Buruli ulcer is a chronic debilitating disease that mainly affects the skin and sometimes bones. First described by Sir Albert Cook in 1897 in Uganda, it was not until the 1930s that Australian scientists led by Peter MacCallum first succeeded in culturing the organism from lesions of patients from the Bairnsdale region. The name Buruli comes from an area of Uganda where many cases were reported in the 1960s. In Africa, about half of the patients are children under 15 years. In Australia, the average age is around 60 years. In 1998, WHO established the Global Buruli Ulcer Initiative in response to the growing spread of the disease, particularly in West Africa.
Buruli ulcer is caused by Mycobacterium and belongs to the family of bacteria that causes tuberculosis and leprosy. Although the causative organism of Buruli ulcer is an environmental bacterium, the mode of transmission to humans remains unknown. The organism produces a unique toxin – mycolactone – that causes the damage to the skin. Early diagnosis and treatment are crucial to minimizing morbidity, costs and prevent long-term disability.
Symptoms of Buruli ulcer begin with painless nodules and swelling, usually on the arms and legs and sometimes on other parts of the body. These areas can then develop into large ulcers with a white and yellow base. M. ulcerans produces the toxin mycolactone. This has local immunosuppressive properties that enable the disease to progress rapidly with no pain and fever, making early detection difficult. However, if the ulcers are treated quickly, most will heal completely.
If diagnosed late or left untreated, the condition can lead to scarring, permanent disfigurement and disability.
Buruli ulcer has been reported in 33 countries in Africa, the Americas, Asia and the Western Pacific. Most cases occur in tropical and subtropical regions except in Australia, China and Japan. Out of the 33 countries, 14 regularly report data to WHO. The annual number of suspected Buruli ulcer cases reported globally was around 5000 cases until 2010, when it started to decrease until 2016, reaching its minimum of 1961 cases reported. Since then, then number of cases has started to rise again every year up to 2713 cases in 2018. The reasons for the decline and for the recent increase are not clear.
Treatment consists of a combination of antibiotics and complementary treatments (under morbidity management and disability prevention/rehabilitation).
Current WHO recommendations are rifampicin 10 mg/kg per body weight daily and clarithromycin 7.5 mg/kg per body weight twice daily. Treatment guidance for health workers can be found in the WHO publication Treatment of mycobacterium ulcerans disease (Buruli ulcer).
In addition to the antibiotics and depending on the stage of the disease, other interventions such as wound care, lymphoedema management, surgery (mainly debridement and skin grafting to speed up healing) and physiotherapy are needed.

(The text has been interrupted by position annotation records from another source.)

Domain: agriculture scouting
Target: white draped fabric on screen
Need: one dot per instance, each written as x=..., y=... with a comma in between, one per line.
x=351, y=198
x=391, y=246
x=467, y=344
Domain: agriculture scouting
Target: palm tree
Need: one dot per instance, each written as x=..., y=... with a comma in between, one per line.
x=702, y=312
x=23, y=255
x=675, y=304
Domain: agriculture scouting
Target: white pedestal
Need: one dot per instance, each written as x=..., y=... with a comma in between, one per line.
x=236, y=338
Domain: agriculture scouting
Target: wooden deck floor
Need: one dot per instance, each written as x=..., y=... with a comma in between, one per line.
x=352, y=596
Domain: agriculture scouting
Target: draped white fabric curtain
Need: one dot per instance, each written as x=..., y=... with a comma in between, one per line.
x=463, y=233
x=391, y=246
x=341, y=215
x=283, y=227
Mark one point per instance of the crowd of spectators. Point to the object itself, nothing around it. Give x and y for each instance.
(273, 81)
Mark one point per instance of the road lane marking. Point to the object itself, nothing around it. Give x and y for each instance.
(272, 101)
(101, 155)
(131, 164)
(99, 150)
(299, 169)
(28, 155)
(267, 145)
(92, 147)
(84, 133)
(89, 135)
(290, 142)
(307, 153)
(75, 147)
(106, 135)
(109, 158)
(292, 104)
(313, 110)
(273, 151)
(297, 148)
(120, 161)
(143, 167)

Psychological support may also be needed for those with severe disease.
These same interventions are applicable to other neglected tropical diseases, such as leprosy and lymphatic filariasis, so it is important to integrate a long-term care approach into the health system to benefit all patients. The integrated approach to the control of skin related NTDs provides an opportunity to integrate Buruli ulcer detection and its management with these diseases.